De beracha Waarom zeggen we geen “sjehechejanoe” over de mitswa van Omertellen? Doorgaans zeggen we toch “sjehechejanoe” over een mitswa, die ieder jaar terugkeert?! Sommige Geleerden antwoorden, dat wij tegenwoordig geen “sjehechejanoe” meer zeggen omdat Omertellen niet meer volgens de Tora verplicht is en slechts door de Chagamiem werd vastgehouden “zecher lemikdasj”, ter herinnering aan de Tempel. Anderen zijn van mening, dat “sjehechejanoe” niet gezegd wordt omdat deze beracha uiting geeft aan vreugde. Vreugde is niet op zijn plaats bij Omertellen, omdat het Omertellen er ons aan herinnert, dat de Tempel nog steeds niet herbouwd is. Een andere vraag is of men de beracha over het Omertellen “al sefirat haOmer” zelf moet zeggen of dat de chazzan deze beracha voor alle aanwezigen mag uitspreken. Rasjba stelt, dat de chazzan “al sefirat haOmer” voor allen mag uitspreken en alle aanwezigen vervullen hiermee hun plicht, als zij “ameen” zeggen op de beracha van de chazzan. Toch is het de gewoonte geworden, dat iedereen de beracha “al sefirat haOmer” na de chazzan voor zichzelf uitspreekt.
Gerstoogst Gedurende het bestaan van de Tempel was er een mitswa (gebod) om een bepaalde maat gerst te oogsten (drie sea - 1 sea is v.s. 8.294 cm3, v.a. 14.333 cm3) in de tweede nacht van het Pesach-feest. Gedurende de tweede dag van Pesach was het een mitswa een bepaalde hoeveelheid, een Omer, van die geoogste drie sea naar de Tempel te brengen. De Tora draagt ons op zeven volledige weken te tellen vanaf de nacht, dat de Omer geoogst werd, zoals er geschreven staat (Wajikra 23:15): “Dan zult gij tellen … van de dag, waarop je de Omer der beweging brengt, zodat het zeven volle weken zijn”.

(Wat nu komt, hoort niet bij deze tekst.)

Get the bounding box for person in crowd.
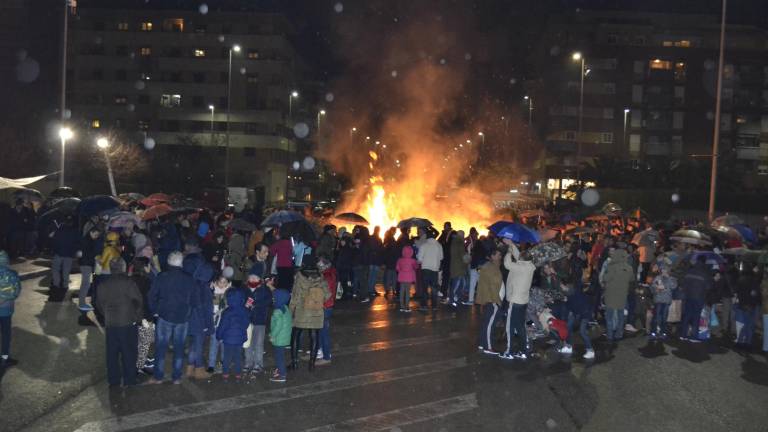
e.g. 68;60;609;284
289;255;331;370
416;231;444;311
148;251;199;384
48;217;80;303
602;247;635;343
216;288;250;382
77;226;104;312
678;255;713;343
500;238;536;360
475;249;504;355
269;288;293;383
96;257;144;387
395;246;419;313
0;250;21;373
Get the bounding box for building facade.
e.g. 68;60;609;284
67;7;301;202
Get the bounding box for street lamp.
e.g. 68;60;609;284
59;127;74;187
224;45;240;188
571;51;586;183
288;90;299;120
96;137;117;196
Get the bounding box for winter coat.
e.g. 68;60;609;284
475;261;503;305
416;238;443;271
290;270;331;329
148;267;198;324
504;245;536;305
96;274;144;327
216;288;250;345
269;289;293;347
395;246;419;283
604;249;635;309
450;235;469;278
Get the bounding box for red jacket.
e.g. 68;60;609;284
323;267;336;309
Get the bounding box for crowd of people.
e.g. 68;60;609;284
0;202;768;386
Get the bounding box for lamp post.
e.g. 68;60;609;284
96;138;117;196
571;52;585;183
288;90;299;120
224;45;240;188
59;127;74;187
707;0;728;222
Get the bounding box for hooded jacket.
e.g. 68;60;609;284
216;288;250;345
269;289;293;347
395;246;419;283
604;249;635;309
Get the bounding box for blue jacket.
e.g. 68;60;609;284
182;254;214;336
147;267;199;324
216;288;250;345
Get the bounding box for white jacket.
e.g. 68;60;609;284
504;245;536;305
416;238;443;271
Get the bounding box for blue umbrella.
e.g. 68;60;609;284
488;221;514;234
77;195;120;217
497;223;541;243
261;210;305;226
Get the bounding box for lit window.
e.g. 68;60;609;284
648;59;672;70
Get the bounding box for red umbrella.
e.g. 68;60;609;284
141;204;173;221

Omertellen tegenwoordig Daar wij tegenwoordig geen Tempel meer hebben, kan het Omeroffer niet meer gebracht worden. Niettemin is men nog steeds verplicht om de Omer te tellen. Bij de Risjoniem (geleerden tussen 1000-1500) wordt gediscussieerd over de vraag of het Omertellen tegenwoordig nog een verplichting is, die gebaseerd is op de Tora of dat het ‘slechts’ een door de Rabbijnen ingestelde plicht is. Maimonides stelt hieromtrent: “Deze mitswa is voor iedere Joodse man te allen tijde en op iedere plaats een Tora-verplichting”. De meeste Risjoniem zijn echter van mening, dat deze verplichting tegenwoordig (na de verwoesting van de Tempel in 70 n.d.g.j.) slechts gebaseerd is op een instelling van de Rabbijnen, ‘mideRabbanan’. Het meningsverschil tussen Maimonides en de meeste Risjoniem kan teruggevoerd worden op de interpretatie van een onduidelijke Talmoedplaats (B.T. Menachot 66a). Aldaar staat het volgende: “Volgens Abaji (ong. 300 n.d.g.j.) en de Rabbanan van het Leerhuis van Rav Asjie kan men het Omertellen slechts vervullen door zowel de dagen als de weken te tellen. Volgens Amemar (ong. 320 n.d.g.j.) is het voldoende slechts de dagen te tellen, daar Amemar placht te zeggen, dat het Omertellen slechts een herinnering is aan de plicht van het Omertellen gedurende het bestaan van de Tempel”. Naar de opvatting van Maimonides verschillen Abaji en de Rabbanan van het Leerhuis van Rav Asjie met Amemar zowel ten aanzien van de inhoud van het Omertellen als over de aard van de verplichting. Met andere woorden: men telt ook tegenwoordig nog zowel de dagen als de weken en de grond van de verplichting is de Tora en niet slechts een herinnering aan de plicht van het Omertellen gedurende het bestaan van de Tempel, en de halacha volgt de (meerderheids-) opinie van Abaji en de Rabbanan van het Leerhuis van Rav Asjie. Tot zover Maimonides.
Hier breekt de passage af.